“You aren’t gonna need it” (acronym: YAGNI) is a principle of extreme programming (XP) that states a programmer should not add functionality until deemed necessary. XP co-founder Ron Jeffries has written: “Always implement things when you actually need them, never when you just foresee that you need them.”
I reckon the way through these is to look at the data. In the context of semweb stuff, more or less the richer the data the more the potential for serendipity. With caveats : thin data using well-known vocabs is more likely to be reused than fat data using obscure ones. Also there is likely to be a point of diminishing returns, if you’ve got to do loads of coding to generate/pull out something fairly insignificant, your time is probably better spent elsewhere.

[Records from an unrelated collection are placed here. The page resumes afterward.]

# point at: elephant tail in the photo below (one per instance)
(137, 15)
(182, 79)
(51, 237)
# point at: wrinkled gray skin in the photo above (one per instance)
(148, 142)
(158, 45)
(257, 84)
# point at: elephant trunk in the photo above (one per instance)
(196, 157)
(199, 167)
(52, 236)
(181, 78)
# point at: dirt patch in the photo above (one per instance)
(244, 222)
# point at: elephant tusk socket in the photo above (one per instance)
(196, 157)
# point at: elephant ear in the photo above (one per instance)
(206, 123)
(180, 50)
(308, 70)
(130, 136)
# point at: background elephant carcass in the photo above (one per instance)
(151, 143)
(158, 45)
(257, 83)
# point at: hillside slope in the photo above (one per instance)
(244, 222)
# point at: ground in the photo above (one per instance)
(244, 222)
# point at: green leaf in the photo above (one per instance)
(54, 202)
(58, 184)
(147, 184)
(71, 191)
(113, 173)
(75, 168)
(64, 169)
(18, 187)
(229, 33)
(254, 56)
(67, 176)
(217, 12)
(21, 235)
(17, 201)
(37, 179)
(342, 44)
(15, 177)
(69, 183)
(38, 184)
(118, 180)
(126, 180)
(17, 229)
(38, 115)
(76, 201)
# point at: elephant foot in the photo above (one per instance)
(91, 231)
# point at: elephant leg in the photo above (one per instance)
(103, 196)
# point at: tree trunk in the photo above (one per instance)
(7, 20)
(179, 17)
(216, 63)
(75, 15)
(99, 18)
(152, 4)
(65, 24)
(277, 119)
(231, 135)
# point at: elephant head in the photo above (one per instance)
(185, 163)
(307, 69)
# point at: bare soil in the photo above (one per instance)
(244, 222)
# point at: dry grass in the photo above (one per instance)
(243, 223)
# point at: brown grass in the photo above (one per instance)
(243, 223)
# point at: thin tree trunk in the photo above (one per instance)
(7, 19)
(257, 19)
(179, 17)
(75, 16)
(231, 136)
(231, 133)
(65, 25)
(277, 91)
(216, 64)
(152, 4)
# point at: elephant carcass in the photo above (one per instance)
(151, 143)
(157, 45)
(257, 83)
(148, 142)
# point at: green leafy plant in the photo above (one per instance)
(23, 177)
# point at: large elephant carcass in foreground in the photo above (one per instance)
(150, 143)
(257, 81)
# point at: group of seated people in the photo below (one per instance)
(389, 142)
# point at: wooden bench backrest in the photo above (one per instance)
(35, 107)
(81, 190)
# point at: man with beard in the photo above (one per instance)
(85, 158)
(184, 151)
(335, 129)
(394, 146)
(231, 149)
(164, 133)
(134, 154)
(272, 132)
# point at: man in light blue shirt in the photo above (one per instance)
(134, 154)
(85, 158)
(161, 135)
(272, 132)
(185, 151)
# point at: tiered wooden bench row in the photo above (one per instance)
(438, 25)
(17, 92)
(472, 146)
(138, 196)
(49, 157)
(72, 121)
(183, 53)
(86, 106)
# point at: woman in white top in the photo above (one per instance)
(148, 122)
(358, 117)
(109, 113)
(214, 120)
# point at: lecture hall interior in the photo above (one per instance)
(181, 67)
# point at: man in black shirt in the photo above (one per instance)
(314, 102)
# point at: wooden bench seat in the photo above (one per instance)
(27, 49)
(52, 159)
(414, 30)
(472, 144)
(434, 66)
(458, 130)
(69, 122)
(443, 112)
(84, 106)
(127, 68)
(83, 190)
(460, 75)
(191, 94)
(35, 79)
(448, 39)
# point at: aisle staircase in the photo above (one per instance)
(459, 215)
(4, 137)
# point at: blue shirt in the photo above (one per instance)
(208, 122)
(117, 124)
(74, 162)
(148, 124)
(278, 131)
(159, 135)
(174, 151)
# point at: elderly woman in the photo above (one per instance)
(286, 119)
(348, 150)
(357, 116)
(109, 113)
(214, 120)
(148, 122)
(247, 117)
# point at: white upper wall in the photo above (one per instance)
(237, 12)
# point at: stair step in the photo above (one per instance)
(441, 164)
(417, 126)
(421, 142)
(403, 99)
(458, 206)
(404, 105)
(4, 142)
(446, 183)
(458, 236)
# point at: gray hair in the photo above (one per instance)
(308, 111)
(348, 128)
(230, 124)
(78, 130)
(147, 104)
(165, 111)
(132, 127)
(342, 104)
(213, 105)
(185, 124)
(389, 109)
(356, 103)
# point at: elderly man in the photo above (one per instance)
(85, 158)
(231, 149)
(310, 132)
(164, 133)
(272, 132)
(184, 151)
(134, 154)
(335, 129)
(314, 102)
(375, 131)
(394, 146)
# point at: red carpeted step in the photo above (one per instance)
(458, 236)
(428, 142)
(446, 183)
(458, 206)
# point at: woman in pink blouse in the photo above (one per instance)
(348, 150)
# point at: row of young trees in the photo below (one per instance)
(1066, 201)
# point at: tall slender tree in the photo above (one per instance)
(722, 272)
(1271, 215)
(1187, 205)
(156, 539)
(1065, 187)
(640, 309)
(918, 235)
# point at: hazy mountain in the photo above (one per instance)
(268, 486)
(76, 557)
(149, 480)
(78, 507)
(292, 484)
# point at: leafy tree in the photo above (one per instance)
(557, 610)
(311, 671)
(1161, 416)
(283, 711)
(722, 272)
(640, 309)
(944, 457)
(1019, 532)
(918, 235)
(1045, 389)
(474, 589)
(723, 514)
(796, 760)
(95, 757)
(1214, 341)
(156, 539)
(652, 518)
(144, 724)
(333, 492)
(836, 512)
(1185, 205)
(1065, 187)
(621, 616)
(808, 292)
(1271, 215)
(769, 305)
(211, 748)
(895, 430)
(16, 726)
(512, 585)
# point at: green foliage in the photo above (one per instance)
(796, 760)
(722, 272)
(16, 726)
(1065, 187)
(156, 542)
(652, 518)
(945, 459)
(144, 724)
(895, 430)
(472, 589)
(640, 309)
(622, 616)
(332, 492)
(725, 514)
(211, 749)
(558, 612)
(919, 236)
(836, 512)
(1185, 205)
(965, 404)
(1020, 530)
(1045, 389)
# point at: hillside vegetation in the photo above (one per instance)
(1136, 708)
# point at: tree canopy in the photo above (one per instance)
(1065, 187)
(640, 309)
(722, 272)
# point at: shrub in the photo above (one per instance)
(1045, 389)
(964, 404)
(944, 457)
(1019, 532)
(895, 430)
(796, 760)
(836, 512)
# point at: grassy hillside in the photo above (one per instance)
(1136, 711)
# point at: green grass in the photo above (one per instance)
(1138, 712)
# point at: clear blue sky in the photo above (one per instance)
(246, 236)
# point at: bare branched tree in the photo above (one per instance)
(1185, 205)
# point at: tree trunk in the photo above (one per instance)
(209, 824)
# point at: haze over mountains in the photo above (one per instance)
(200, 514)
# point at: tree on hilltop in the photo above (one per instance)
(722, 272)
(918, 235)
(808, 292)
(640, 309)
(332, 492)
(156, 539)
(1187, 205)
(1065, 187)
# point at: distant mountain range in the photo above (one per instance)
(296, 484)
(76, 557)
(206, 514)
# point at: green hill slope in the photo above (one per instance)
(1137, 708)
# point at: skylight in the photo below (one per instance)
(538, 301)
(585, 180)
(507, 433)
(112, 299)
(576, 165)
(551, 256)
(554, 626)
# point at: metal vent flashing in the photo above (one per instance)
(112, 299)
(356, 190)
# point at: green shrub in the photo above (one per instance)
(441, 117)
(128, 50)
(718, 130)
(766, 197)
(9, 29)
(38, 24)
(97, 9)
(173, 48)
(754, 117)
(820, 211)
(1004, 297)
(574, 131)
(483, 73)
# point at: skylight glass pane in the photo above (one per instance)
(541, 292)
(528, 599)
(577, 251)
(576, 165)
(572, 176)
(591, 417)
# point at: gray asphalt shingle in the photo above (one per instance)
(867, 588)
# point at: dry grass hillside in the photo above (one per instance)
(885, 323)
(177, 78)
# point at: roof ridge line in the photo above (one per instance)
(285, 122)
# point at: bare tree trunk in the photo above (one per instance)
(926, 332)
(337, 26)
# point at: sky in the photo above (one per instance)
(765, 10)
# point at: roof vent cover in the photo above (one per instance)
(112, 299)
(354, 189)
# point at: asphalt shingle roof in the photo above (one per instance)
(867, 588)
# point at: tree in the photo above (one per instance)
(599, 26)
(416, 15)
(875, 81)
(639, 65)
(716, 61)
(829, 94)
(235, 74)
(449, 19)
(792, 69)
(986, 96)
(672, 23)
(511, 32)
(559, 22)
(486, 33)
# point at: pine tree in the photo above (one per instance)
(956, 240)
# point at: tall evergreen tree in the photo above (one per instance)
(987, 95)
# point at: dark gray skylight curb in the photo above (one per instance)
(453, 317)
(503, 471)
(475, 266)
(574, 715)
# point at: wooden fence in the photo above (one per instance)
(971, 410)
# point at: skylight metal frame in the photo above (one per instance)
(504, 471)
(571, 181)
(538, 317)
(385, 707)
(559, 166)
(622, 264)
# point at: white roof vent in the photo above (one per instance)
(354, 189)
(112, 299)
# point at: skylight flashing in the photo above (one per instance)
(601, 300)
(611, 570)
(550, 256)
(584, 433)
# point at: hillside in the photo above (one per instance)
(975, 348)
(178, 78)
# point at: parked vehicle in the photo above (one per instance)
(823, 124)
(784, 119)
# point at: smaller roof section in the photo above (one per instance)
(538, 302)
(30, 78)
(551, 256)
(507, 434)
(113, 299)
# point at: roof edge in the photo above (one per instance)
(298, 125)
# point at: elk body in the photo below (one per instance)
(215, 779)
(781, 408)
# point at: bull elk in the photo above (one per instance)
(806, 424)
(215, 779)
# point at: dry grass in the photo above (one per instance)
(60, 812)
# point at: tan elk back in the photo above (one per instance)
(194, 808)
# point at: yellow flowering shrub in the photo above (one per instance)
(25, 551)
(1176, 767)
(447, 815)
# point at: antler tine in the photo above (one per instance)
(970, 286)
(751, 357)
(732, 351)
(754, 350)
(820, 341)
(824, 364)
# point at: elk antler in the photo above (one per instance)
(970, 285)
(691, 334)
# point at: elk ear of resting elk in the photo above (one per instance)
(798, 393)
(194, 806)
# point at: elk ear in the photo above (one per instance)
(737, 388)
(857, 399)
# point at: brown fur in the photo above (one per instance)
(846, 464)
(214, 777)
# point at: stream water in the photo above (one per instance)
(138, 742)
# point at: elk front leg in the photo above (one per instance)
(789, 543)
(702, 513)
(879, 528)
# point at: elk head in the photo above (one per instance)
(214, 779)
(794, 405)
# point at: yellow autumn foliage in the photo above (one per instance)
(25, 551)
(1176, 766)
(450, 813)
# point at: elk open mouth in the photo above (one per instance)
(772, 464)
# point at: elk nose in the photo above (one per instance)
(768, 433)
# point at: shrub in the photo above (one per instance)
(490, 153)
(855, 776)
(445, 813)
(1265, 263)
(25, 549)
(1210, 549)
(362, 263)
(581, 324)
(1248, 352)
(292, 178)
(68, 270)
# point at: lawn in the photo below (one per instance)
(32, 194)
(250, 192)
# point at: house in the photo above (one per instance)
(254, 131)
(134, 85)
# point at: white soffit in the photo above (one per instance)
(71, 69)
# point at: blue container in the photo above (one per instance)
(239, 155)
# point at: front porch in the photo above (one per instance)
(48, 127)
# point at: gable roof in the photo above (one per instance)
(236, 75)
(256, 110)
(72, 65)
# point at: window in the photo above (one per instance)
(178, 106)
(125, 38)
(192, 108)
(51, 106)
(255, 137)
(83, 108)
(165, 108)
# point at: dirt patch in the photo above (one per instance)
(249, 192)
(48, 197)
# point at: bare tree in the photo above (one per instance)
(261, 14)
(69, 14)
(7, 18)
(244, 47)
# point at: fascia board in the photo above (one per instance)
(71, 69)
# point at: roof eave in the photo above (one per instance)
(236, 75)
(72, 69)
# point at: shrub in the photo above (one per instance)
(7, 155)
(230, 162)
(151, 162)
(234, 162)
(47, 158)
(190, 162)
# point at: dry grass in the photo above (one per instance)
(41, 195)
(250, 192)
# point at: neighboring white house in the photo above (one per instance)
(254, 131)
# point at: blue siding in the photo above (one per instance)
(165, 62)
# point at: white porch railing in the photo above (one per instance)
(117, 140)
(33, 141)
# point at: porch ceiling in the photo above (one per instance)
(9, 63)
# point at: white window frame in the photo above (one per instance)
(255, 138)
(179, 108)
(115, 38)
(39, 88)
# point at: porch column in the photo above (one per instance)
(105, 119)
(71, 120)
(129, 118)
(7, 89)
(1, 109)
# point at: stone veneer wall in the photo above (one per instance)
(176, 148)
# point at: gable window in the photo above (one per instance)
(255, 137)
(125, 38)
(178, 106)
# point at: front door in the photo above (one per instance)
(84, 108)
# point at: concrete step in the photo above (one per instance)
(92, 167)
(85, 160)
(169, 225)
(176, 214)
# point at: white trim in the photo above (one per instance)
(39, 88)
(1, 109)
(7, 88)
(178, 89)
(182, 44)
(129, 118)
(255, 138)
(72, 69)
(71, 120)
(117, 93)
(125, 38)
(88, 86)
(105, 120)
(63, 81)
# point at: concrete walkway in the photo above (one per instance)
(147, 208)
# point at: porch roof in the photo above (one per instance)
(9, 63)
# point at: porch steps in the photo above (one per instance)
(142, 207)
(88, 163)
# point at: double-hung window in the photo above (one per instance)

What brought this to mind was working on this NewsMonitor feed aggregator thing. How much to pull out of the (RSS 1.0, RSS 2.0, Atom…) feeds given that there’s a huge amount of variety in the wild. For simple display all that’s needed really is: entry URL, title, content, date. But, do you e.g. smush atom:published and atom:updated to a single date field? I’m using SAX-based parsers so it’s been fairly easy to pull out a fair bit of detail (despite lots of testing/tweaking because of variety in the wild). I’ve wound up with DateStamp, Person and Link objects in my model alongside the obvious Feed and Entry. But there was one point where I thought I might have gone too far given there is a deadline, that was with pulling links out of content (as dcterms:references). But these are totally webby artifacts, and something in the back of my mind decided this would be worthwhile…
As it happens, this should be the case sooner rather than later. While building the basic aggregator functionality, I’d forgotten a major chunk of the planned functionality – the ability to discover new feeds related to the given topic. For that, links in content are a must-have.